Gender, of course, doesn’t cooperate with this instinct towards compartmentalisation. People’s perception of your gender changes how they receive everything you do. My voice gets me listened to. I get more credit for doing emotional labour than those the world treats as women. I hold myself back from gushing to the author of a lesbian comic I loved, because I’m terrified that my identification with it might be received as alien and unwelcome. Things get complicated; the world intrudes. I just put my head down, keep making those small internal decisions towards femininity, and keep pushing the current towards where and who I want to be. That’s all it is, and all it needs to be.

Yesterday, I was playing a deathmatch in Overwatch (a multiplayer online video game with bionic cowboys and icicle-guns), and someone in the chat window asked, “How do u get over a breakup?”

Overwatch chat windows are usually replete with jokes and trolling, but this seemed different. It’s just sad and plausible enough that a boy would feel he had nowhere better to go for breakup advice than the seven strangers grouped up with him in an online battle arena, so I began typing a response.

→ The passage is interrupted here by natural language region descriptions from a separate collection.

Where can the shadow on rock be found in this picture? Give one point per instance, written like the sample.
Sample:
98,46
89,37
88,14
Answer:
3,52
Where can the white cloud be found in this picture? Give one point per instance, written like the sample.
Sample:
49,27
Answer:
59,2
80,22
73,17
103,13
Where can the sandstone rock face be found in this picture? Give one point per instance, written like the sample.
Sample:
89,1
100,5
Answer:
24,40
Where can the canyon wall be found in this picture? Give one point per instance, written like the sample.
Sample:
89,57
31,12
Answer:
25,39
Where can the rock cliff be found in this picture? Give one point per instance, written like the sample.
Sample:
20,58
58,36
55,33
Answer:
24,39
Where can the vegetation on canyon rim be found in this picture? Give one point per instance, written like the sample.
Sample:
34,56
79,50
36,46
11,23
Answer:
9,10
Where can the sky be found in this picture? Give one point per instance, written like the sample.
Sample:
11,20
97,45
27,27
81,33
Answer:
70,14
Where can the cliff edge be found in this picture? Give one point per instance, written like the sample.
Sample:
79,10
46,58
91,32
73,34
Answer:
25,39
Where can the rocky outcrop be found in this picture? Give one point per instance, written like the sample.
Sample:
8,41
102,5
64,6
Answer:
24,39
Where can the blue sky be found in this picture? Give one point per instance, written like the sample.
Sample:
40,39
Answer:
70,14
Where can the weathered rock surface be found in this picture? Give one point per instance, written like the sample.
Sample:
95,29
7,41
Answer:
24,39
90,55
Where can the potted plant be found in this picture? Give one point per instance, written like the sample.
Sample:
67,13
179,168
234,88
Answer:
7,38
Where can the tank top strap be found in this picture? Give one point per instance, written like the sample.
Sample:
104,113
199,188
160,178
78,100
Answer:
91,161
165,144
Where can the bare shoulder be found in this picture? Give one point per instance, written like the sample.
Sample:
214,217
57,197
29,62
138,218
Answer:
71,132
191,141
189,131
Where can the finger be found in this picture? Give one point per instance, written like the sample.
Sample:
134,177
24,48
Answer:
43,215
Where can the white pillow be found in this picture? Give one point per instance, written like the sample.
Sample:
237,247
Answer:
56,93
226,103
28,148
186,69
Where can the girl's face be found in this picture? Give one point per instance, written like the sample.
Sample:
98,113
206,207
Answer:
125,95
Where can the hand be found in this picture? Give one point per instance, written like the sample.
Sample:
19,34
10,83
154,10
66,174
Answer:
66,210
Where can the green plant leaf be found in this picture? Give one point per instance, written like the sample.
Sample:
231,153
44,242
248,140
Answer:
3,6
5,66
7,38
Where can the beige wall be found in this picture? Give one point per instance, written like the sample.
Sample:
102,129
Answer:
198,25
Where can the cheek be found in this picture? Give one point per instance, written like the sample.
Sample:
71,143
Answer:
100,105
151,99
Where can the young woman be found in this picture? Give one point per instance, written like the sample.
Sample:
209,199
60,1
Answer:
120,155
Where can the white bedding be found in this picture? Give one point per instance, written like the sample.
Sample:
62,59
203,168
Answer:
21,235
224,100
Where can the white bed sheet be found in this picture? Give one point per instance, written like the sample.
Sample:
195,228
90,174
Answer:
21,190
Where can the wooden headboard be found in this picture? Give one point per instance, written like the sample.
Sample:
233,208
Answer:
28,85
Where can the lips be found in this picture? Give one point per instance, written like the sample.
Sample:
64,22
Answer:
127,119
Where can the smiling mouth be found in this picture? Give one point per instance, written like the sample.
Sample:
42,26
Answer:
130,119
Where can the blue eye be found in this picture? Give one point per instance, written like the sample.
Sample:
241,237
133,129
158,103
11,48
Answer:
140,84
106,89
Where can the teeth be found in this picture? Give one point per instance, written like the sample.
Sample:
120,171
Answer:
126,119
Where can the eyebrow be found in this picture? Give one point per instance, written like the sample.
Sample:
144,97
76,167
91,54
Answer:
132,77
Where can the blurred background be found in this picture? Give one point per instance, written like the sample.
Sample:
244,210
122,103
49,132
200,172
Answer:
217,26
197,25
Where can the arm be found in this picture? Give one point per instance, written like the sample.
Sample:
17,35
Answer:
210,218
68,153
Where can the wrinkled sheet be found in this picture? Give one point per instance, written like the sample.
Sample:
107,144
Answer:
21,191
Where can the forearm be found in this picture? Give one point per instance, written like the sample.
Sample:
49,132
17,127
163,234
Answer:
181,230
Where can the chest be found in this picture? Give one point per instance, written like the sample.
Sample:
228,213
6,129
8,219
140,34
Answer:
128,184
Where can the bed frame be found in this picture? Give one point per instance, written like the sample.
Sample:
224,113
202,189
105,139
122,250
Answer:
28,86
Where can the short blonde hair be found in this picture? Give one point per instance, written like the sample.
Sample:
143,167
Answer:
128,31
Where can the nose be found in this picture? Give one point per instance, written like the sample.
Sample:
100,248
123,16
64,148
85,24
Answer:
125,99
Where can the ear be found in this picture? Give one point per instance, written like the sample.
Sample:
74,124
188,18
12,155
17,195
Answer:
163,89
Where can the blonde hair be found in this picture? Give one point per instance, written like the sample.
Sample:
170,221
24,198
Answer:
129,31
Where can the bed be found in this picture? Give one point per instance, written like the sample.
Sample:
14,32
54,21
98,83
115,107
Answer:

“Reconnect with friends, pursue your own interests and projects, and give yourself the time and space you need to grieve.”

My onscreen avatar was killed by a flurry of headshots, and respawned in a different part of the map.

“Ultimately, it’s about reconnecting with the things you like about your life that don’t have anything to do with that person.”

Killed again, this time with a meat-hook.

“It can feel like your whole life is over without them, but it isn’t. You’re still you. And moving on from them can feel a whole lot more doable when you think of it as reconnecting with yourself.”

“Thanks man,” he replied, as rockets rained down on me. “That helps.”